老潘總是這麽憤世嫉俗,其中成因也應該有這個死活搞不定的案子。應該說,這是法定財產,但卻就是不能回歸到所有者處,法律也奈何不得。麵對現在朝陽區法院拿著一群擁有不動產的業主開刀之際,怎麽拿老潘的執行申請視若無睹呢?

前幾天,當法院做出強製執行通告警示時,筆者還猜想法院麵對如此眾多的拒絕執行者是否敢於觸犯眾怒鋌而走險,有朋友看到稿子後回複也抱著看熱鬧的態度,看看法院究竟會怎麽做。不成想,法院還是動真格的了,荷槍實彈麵對一群手無寸鐵的居家過日子的業主。

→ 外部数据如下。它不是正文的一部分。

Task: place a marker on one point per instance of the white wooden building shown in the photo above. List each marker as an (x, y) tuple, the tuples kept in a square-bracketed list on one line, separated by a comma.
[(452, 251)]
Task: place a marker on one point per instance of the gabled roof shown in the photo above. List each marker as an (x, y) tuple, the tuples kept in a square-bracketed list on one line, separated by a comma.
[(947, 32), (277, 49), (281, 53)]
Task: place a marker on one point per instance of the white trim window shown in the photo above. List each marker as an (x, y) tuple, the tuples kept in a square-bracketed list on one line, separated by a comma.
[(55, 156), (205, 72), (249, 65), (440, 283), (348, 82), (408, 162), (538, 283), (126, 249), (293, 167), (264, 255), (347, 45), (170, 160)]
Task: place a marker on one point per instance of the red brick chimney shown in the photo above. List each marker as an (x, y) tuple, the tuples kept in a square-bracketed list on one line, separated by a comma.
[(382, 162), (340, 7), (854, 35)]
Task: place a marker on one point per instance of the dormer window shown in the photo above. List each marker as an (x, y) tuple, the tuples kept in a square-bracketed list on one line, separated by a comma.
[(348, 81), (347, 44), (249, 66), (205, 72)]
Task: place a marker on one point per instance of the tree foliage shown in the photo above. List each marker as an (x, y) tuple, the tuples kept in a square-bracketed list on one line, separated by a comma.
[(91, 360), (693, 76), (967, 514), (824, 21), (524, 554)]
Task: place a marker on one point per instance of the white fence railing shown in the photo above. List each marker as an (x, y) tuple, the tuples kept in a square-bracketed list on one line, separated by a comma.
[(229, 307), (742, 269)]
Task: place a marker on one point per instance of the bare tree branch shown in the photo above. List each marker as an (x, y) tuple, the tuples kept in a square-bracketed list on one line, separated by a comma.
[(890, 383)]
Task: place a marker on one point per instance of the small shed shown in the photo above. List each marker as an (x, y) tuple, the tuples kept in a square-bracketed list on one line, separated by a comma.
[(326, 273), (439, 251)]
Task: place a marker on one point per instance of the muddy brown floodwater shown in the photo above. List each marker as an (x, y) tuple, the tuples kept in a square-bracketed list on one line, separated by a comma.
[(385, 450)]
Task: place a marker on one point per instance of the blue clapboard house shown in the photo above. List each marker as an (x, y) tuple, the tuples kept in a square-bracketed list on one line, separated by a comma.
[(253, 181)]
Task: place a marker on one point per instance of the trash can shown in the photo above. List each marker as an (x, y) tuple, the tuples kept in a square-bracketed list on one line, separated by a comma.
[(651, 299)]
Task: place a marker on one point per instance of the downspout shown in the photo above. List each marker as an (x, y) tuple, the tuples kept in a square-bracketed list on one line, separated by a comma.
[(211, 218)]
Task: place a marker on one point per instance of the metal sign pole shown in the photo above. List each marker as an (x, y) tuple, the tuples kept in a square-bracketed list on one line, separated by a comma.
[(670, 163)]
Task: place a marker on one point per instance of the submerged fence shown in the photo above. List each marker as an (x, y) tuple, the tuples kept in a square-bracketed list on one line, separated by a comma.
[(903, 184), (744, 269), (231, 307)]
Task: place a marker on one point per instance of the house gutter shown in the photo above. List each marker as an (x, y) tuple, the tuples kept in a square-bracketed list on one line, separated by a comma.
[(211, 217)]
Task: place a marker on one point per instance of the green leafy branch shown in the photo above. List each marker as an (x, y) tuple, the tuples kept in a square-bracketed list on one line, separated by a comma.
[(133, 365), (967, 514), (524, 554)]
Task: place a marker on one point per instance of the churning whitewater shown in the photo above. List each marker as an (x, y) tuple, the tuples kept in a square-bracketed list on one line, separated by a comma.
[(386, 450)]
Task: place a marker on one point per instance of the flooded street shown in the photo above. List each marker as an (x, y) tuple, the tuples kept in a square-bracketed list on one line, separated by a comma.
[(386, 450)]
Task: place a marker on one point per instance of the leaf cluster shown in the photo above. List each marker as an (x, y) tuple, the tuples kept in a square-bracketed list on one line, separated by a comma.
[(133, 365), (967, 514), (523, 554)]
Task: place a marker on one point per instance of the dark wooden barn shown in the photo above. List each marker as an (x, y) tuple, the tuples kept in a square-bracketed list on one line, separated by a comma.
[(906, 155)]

於是,法律還是站到了在信息擁有程度、組織化程度、社會關係資源動員程度相對強勢的以物業公司為代表的企業一方,卻視業主權益屢屢被侵害的客觀事實和法律事實於不顧;以維護公共利益法定機構的檢察院方麵在此的無所作為為代表,整個社會在公民個人權益受損的狀況無處不在的情況下集體失語,維係社會存在的對於弱勢群體政策、司法以及社會救濟體係很不可思議地未曾存在過,這將給那些被執行了的業主、以及執行不了財產的老潘都帶來什麽呢?如此下去,祥林嫂就繼續絮叨去吧。